We are good at explaining away the plain meaning of language when it is not what we wish to hear. By the time I reached my 30s, however, I had come to believe that Christ meant what he said. By then, I had realized that the pressure to work more, have more and buy more was primarily about increasing profits or prestige while holding people captive to their anxieties about falling behind or never being enough. I knew that I could not be free to make the choices that were right for my life — including stepping back from the workplace after having a child — unless I believed that I had enough, was enough, and that the Lord would provide in the future.

Tithing is the primary method God has provided to help us cultivate freedom from the pressures of the market, the voices competing for our attention, and life’s problems. It is an act through which we are reminded that we have enough, that we have an obligation to lift those around us, and that security lies in trusting God rather than the world. It is an act of faith through which we strengthen social safety nets, choose to live with less, and cultivate spiritual reserves and community that can help us withstand ups and downs.

Leaning into faith and community

Cultivating our spiritual reserves and community is especially needed in times of instability and change. On a recent visit to historic sites in Atlanta, I found answers to how participants in the Civil Rights Movement fostered the courage to speak in an environment in which lynchings, threats, and the burning of Black homes, churches and businesses were facts of daily life. The consistent pattern was that they leaned into faith and community as forces that would carry them and their families through these challenges. Marginalized from the mainstream white economy, they understood that spiritual reserves and community could collectively carry them through catastrophes.
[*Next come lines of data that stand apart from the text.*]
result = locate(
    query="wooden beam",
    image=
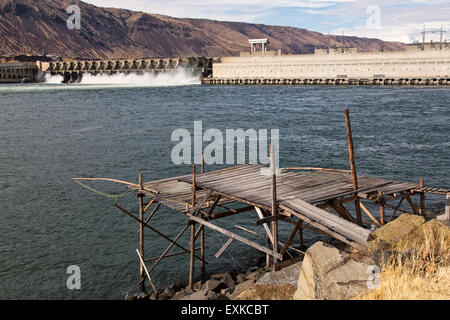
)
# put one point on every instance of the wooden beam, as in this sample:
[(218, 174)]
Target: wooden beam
[(447, 206), (381, 202), (151, 228), (133, 185), (202, 249), (369, 214), (262, 236), (224, 247), (149, 204), (141, 233), (169, 255), (234, 236), (274, 207), (396, 209), (413, 205), (352, 165), (266, 227), (230, 213), (169, 247), (146, 271), (291, 237), (266, 220), (152, 213), (422, 198), (191, 256)]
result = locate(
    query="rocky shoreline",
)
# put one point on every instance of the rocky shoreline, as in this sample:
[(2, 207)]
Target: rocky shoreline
[(330, 270), (232, 285)]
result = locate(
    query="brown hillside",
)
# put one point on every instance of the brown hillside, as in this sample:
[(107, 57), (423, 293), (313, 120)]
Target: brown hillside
[(39, 27)]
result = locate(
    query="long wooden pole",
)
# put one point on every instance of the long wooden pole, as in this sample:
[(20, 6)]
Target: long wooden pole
[(422, 198), (353, 166), (192, 256), (234, 236), (202, 249), (192, 240), (381, 201), (447, 206), (274, 207), (141, 233)]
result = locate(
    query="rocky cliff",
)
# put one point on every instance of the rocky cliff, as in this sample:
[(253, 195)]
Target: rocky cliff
[(39, 27)]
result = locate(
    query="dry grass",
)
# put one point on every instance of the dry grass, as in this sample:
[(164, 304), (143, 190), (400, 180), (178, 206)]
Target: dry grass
[(421, 274)]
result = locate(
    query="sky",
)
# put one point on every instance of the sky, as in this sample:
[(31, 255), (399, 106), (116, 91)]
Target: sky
[(389, 20)]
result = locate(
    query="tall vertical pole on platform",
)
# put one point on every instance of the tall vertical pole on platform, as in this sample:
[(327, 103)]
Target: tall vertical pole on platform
[(202, 230), (353, 166), (192, 240), (141, 232), (274, 205), (422, 197), (381, 202), (447, 206)]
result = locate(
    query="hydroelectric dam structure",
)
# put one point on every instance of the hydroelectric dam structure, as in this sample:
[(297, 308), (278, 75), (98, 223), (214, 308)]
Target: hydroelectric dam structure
[(422, 64), (419, 64), (72, 71)]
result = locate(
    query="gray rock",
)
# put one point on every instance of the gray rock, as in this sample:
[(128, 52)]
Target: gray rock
[(170, 291), (330, 274), (289, 275), (241, 287), (199, 295), (212, 285)]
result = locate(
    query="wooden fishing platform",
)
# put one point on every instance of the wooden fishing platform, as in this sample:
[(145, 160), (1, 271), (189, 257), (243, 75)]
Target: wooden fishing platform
[(314, 199)]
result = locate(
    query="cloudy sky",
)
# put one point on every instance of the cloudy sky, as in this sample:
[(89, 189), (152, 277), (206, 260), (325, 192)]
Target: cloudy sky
[(392, 20)]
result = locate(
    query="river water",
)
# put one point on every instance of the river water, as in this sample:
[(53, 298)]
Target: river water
[(51, 133)]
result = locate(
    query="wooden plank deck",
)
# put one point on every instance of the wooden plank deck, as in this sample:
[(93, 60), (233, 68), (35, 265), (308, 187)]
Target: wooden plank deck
[(298, 193)]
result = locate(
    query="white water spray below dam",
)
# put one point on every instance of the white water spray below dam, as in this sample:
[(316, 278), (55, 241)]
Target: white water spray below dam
[(179, 77)]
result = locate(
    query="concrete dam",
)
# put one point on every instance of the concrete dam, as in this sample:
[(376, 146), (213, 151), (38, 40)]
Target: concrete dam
[(72, 71), (419, 64)]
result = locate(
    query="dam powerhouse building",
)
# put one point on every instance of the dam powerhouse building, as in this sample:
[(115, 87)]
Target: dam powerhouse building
[(419, 64)]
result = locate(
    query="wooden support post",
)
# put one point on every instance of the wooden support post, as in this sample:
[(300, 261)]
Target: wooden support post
[(396, 209), (381, 202), (202, 249), (447, 206), (413, 205), (267, 267), (300, 234), (192, 241), (192, 255), (274, 207), (203, 164), (141, 234), (146, 271), (353, 166), (193, 185), (164, 254), (422, 198), (291, 237)]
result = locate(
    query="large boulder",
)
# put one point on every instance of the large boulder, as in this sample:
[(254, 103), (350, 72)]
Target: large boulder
[(278, 285), (330, 274), (388, 236), (269, 291), (286, 275)]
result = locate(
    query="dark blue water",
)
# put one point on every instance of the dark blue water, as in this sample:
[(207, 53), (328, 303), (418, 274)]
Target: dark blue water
[(50, 134)]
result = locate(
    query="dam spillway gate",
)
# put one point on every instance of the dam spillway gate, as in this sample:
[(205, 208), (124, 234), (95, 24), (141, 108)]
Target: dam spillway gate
[(73, 70)]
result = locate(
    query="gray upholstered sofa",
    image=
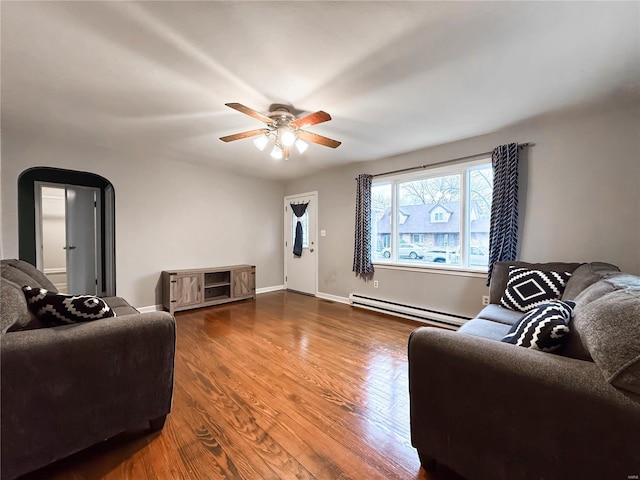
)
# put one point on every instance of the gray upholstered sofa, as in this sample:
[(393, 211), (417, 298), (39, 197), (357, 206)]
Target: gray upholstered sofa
[(493, 410), (67, 387)]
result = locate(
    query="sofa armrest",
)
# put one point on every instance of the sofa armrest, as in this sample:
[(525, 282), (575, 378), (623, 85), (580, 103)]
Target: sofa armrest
[(494, 410), (67, 387)]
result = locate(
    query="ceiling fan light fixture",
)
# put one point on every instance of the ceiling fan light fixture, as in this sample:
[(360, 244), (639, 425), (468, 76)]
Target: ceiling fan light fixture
[(261, 142), (286, 136), (276, 153), (301, 145)]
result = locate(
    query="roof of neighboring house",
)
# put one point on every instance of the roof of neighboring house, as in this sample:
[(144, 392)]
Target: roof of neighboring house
[(419, 220)]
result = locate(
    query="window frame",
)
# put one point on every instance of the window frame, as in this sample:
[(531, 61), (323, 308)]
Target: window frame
[(463, 169)]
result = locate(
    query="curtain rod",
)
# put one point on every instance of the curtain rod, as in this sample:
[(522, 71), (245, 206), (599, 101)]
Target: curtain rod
[(420, 167)]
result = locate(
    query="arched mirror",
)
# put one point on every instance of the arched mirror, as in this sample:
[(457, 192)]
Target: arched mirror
[(66, 228)]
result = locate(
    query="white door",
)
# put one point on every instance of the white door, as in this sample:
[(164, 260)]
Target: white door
[(301, 273), (82, 237)]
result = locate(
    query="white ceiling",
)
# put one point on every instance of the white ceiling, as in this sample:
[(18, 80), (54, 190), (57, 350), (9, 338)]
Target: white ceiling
[(152, 78)]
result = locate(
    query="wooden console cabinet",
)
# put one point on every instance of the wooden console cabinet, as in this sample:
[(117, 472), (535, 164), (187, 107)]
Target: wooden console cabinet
[(203, 287)]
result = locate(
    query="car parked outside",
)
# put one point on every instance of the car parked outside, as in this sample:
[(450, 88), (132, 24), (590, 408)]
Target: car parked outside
[(478, 257), (406, 250), (437, 255)]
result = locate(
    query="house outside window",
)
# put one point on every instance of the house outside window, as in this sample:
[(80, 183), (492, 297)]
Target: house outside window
[(436, 217)]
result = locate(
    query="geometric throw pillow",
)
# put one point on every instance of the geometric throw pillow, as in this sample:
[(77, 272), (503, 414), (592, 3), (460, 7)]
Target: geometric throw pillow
[(544, 328), (527, 289), (58, 309)]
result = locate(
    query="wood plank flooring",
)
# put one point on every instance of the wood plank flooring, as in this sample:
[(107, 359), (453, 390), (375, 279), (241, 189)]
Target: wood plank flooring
[(283, 387)]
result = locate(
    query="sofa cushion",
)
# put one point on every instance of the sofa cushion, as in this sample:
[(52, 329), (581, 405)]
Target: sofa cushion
[(528, 288), (13, 308), (38, 278), (500, 274), (496, 313), (120, 306), (610, 330), (543, 328), (479, 327), (612, 281), (58, 309), (586, 275)]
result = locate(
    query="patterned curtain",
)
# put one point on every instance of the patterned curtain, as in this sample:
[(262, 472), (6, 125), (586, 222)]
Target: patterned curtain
[(362, 246), (298, 210), (503, 235)]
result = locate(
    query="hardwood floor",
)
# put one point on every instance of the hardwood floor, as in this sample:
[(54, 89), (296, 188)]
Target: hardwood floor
[(284, 387)]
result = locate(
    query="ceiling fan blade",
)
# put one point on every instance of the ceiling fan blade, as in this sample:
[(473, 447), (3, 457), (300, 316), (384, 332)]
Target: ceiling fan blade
[(311, 119), (240, 136), (249, 111), (319, 139)]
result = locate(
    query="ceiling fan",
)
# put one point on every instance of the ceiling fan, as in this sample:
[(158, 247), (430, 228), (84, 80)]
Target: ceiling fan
[(283, 129)]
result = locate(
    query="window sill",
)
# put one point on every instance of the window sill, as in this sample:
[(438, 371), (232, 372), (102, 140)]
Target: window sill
[(458, 271)]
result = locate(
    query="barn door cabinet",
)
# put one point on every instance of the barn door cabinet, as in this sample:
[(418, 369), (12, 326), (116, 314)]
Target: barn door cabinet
[(204, 287)]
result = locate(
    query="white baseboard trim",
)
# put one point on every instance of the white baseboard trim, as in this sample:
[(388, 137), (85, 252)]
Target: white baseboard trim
[(274, 288), (151, 308), (333, 298)]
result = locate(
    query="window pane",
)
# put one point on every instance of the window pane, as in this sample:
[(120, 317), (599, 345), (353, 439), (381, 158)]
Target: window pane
[(429, 210), (380, 222), (480, 194)]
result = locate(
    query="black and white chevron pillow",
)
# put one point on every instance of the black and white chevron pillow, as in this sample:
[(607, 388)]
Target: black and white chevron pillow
[(527, 289), (544, 328), (58, 309)]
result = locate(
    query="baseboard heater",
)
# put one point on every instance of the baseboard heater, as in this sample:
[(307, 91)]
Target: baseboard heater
[(447, 320)]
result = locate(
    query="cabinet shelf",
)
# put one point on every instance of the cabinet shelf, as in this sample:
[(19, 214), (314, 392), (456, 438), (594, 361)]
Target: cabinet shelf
[(203, 287)]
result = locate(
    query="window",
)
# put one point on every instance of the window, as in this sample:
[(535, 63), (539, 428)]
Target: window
[(436, 217)]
One of Martin Luther King Jr.’s principles of nonviolence particularly struck me. Nonviolence, The King Center explains, is “aggressive spiritually, mentally and emotionally.” As I read these lines, I realized the importance of mustering an aggressive spirituality as a corrective to injustice. We find freedom over our lives and power over fear when we center the Lord and discipline ourselves so that we are not captive to wants and anxieties. I know no better way to do this than to pay a tithe that hurts. In so doing, we reject, in small part, the competitive economic structures that hold us captive as they teach us to fear and train us to hoard. We free ourselves from the world’s incentive structures and can begin the process of building something better.

When my family wrote our most recent tithing check, I felt inclined to be generous. My family had managed to meet our needs in uncertain times, and I felt deeply prompted to share with those less fortunate. Predictably, however, my feelings of gratitude and generosity were soon replaced with anger about my own exploitation as a caregiver, underpaid writer, and woman in a patriarchal church. I began to regret my decision to pay a “tithe that hurts” to an organization that sometimes pains me. Yet, I can acknowledge my frustration as legitimate and keep coming back to this point: I am exploited, but I am better off than many other people being exploited. Tithing will not solve structural injustices, but it helps me remember the latter.

(Natalie Brown) Salt Lake Tribune guest columnist Natalie Brown.

Note to readers • Natalie Brown is a Latter-day Saint based in Colorado. She is writing a book on living with faith in times of crisis. She is writing in her personal capacity. Her views do not necessarily reflect those of the church or her employer.